EY and IIF: Four in Five CROs Rank Cyber Among Top Risks

The insurance sector is confronting a rapid escalation in cyber threats, as evidenced by EY and the Institute of International Finance’s latest CRO survey. Eighty percent of respondents now rank cyber among their top five risks, reflecting heightened awareness of data breaches, ransomware, and the cascading effects on underwriting and claims. This heightened focus is reshaping boardroom discussions, pushing cyber risk to the forefront of strategic planning alongside traditional concerns such as regulatory compliance and market volatility.

Artificial intelligence is a double‑edged sword for insurers. While AI promises faster threat detection, models like Anthropic’s Mythos lower the barrier for sophisticated attacks, expanding the attack surface across vendor ecosystems. The survey highlights that 77% of CROs view third‑party and vendor cyber risk as a critical component, a trend amplified by AI‑driven automation that can exploit weak controls in supply chains. Regulators are also tightening data‑privacy mandates, compelling insurers to adopt more rigorous vendor‑governance frameworks to avoid costly penalties and reputational damage.
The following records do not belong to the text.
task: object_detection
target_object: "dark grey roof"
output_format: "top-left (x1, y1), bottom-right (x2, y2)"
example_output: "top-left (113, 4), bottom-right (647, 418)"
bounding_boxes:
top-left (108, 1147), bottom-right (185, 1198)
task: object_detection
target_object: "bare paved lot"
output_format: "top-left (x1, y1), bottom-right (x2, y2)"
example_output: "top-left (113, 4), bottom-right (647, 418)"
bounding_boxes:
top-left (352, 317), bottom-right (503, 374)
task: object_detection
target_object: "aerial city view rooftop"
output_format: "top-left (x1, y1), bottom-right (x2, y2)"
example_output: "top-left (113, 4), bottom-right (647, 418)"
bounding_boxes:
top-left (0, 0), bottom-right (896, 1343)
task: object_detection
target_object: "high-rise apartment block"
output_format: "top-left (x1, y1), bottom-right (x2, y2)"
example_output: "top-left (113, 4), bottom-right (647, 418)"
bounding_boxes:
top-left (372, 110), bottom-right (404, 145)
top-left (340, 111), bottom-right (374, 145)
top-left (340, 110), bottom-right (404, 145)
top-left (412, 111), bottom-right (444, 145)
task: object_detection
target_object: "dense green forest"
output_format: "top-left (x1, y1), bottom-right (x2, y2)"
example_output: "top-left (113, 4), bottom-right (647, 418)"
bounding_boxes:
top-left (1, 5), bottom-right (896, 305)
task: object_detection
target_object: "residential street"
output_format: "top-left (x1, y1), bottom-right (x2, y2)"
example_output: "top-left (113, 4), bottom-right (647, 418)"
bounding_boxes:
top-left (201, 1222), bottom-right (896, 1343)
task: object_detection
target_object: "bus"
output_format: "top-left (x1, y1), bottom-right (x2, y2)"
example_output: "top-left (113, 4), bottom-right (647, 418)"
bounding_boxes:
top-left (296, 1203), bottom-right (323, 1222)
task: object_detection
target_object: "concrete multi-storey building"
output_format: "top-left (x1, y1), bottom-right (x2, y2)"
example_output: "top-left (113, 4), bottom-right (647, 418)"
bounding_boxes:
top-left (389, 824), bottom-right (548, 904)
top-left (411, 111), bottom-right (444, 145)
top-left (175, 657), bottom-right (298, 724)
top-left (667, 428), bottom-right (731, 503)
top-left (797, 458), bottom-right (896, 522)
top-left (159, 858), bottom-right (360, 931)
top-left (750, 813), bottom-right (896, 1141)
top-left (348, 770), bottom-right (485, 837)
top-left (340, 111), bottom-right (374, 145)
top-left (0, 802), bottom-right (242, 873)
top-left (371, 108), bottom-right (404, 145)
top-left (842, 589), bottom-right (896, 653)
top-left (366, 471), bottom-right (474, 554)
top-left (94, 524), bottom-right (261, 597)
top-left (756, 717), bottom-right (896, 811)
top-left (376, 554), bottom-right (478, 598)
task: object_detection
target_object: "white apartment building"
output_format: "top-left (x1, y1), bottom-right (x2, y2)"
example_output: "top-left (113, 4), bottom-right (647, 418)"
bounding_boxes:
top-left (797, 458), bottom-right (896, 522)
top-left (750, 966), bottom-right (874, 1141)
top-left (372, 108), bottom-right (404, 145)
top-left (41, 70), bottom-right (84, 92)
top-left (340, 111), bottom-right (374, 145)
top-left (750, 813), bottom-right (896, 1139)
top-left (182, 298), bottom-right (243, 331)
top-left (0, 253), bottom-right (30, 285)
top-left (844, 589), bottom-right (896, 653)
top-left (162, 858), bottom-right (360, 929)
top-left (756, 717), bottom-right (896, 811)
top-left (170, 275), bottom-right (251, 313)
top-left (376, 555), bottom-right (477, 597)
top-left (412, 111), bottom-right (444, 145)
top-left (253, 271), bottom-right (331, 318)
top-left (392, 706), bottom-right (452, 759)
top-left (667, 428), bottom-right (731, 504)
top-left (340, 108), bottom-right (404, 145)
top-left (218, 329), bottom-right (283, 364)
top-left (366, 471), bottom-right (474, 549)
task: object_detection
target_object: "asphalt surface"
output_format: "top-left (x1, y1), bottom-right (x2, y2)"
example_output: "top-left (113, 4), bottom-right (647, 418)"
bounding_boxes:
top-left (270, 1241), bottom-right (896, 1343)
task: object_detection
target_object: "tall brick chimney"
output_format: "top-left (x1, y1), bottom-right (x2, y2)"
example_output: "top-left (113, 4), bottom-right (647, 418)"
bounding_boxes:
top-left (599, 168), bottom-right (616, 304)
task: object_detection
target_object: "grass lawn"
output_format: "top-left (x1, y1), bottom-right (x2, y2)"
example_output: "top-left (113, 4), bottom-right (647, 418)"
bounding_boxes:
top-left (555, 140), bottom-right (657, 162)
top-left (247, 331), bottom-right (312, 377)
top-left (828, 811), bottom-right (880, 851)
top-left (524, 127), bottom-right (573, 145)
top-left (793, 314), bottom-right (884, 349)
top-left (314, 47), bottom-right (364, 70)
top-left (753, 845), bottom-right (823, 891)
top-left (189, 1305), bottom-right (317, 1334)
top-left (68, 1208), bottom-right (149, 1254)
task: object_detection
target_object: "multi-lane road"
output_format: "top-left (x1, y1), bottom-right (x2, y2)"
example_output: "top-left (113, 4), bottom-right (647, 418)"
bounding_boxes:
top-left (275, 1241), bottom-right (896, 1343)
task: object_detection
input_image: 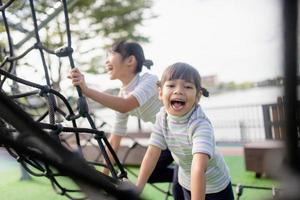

In response, insurers are earmarking substantial resources for risk‑technology upgrades. Over half plan to enhance risk appetite frameworks, stress‑testing, and scenario analysis, while 58% target advanced cyber‑risk platforms to improve detection, response, and integration with broader risk‑management systems. This strategic pivot toward infrastructure and talent development signals a move away from siloed fixes toward holistic, enterprise‑wide resilience, positioning insurers to better navigate the evolving cyber landscape.